Complications of peritonitis
Serious complications of peritonitis
can occur if the infection spreads to other parts of the body. You will usually be
admitted to hospital if you are diagnosed with peritonitis, so any problems can
be identified and treated as quickly as possible.
Sepsis can occur
if the infection spreads through the blood (septicaemia) and then to other
organs. If sepsis is not
treated, it can progress to a more serious phase known as severe sepsis. Severe
sepsis occurs when one or more organs are damaged by the infection, or when
there is a significant loss of blood supply to tissues and organs. The symptoms of
sepsis usually develop quickly and include:
- a fever or high temperature
over 38C (100.4F)
- chills
- a fast heartbeat
- fast breathing.
Treatment for
sepsis involves intravenous fluid therapy (fluids into a vein) and
antibiotic injections. If sepsis is not
treated promptly, it can develop into septic shock.
Septic
shock is a type of sepsis that causes a massive drop in blood
pressure. This leads to symptoms of shock such as cold skin and an increased
heartbeat. Sepsis can interfere
with many of the body’s vital processes, including blood pressure, breathing and
organ function, and can result in death.
Treatment usually
requires admission to an intensive care unit (ICU) where the functions of
the body’s organs will be supported while the infection is treated.
Treatment of peritonitis
If you are diagnosed with peritonitis,
you will probably be admitted to hospital so you can be carefully monitored. This is because
of the risk of serious complications of peritonitis, such as blood poisoning.
The initial
treatment for peritonitis involves injections of antibiotics or antifungal
medication. This will usually last 10 to 14 days. If your peritonitis
was caused by peritoneal dialysis, antibiotics may be injected directly into
the tissue of the peritoneum. Research has shown this is more effective than
injecting antibiotics in a vein.
You will also need to
use an alternative method of dialysis, such as haemodialysis (where the blood
is passed through a filtering machine) until the peritonitis has been
successfully treated.
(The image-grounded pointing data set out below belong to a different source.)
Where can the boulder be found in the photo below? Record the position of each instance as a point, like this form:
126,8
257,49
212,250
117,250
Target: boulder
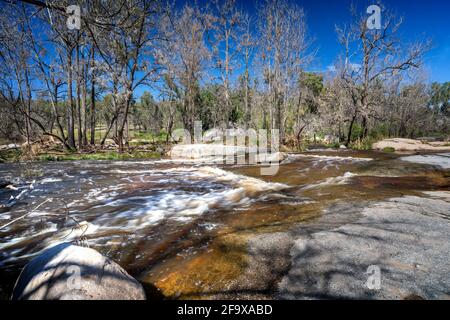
215,152
70,272
399,144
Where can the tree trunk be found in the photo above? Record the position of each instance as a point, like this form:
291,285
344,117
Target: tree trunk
70,109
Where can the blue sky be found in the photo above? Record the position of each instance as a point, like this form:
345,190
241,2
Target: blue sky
422,19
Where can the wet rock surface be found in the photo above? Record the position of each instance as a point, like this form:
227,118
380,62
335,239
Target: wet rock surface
69,272
406,238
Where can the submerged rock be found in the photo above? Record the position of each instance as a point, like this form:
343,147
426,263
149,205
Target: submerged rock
69,272
218,152
399,144
442,160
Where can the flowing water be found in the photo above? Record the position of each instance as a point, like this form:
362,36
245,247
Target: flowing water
183,229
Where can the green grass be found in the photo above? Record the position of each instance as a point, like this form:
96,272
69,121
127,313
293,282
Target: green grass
11,155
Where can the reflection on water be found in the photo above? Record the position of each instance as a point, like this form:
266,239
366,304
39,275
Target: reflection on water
184,228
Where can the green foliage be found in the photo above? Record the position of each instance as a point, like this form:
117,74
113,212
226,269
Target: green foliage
363,144
440,97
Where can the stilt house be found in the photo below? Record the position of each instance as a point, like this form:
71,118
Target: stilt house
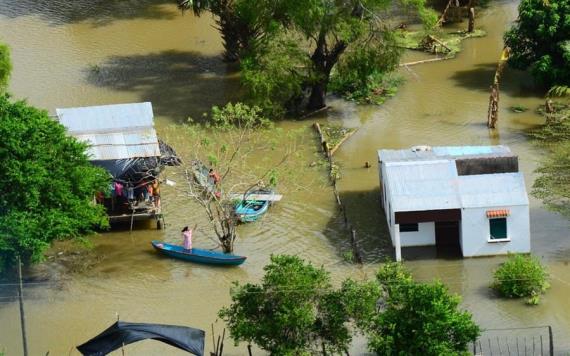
469,197
122,139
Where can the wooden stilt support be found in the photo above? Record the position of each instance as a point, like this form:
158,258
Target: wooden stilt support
21,300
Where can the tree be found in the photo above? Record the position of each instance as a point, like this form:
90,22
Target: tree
245,149
47,183
539,40
5,67
322,31
521,276
240,22
416,318
295,310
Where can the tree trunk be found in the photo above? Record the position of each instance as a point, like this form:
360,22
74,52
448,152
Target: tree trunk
323,63
317,98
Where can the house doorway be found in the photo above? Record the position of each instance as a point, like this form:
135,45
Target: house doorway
447,239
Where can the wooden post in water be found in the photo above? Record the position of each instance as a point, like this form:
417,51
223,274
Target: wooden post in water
21,299
493,112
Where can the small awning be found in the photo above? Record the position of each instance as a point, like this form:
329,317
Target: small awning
501,213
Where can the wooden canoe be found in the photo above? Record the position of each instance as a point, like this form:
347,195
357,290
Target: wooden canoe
198,255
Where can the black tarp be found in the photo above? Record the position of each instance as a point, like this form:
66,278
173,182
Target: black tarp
136,169
124,333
If peritonitis is
causing pain, you may also be given painkilling medication.
Many people with
peritonitis have problems digesting and processing food, so a feeding tube
may be needed. The feeding tube
is either passed into your stomach through your nose (nasogastric tube) or surgically
placed into your stomach through your tummy. If these are
unsuitable, nutrition may be given directly into one of your veins (parenteral
nutrition).
If part of the tissue
of the peritoneum has been seriously damaged by infection, it may need to be
surgically removed. Some people develop
abscesses (pus-filled swellings) in their peritoneum that need to be drained
with a needle. This is carried out using an ultrasound scanner to
guide the needle to the abscess. Local anaesthetic is usually used
so you don't feel any pain. The cause of
peritonitis may also need to be surgically treated. For example, if a burst
appendix caused your peritonitis, your appendix will need to be removed.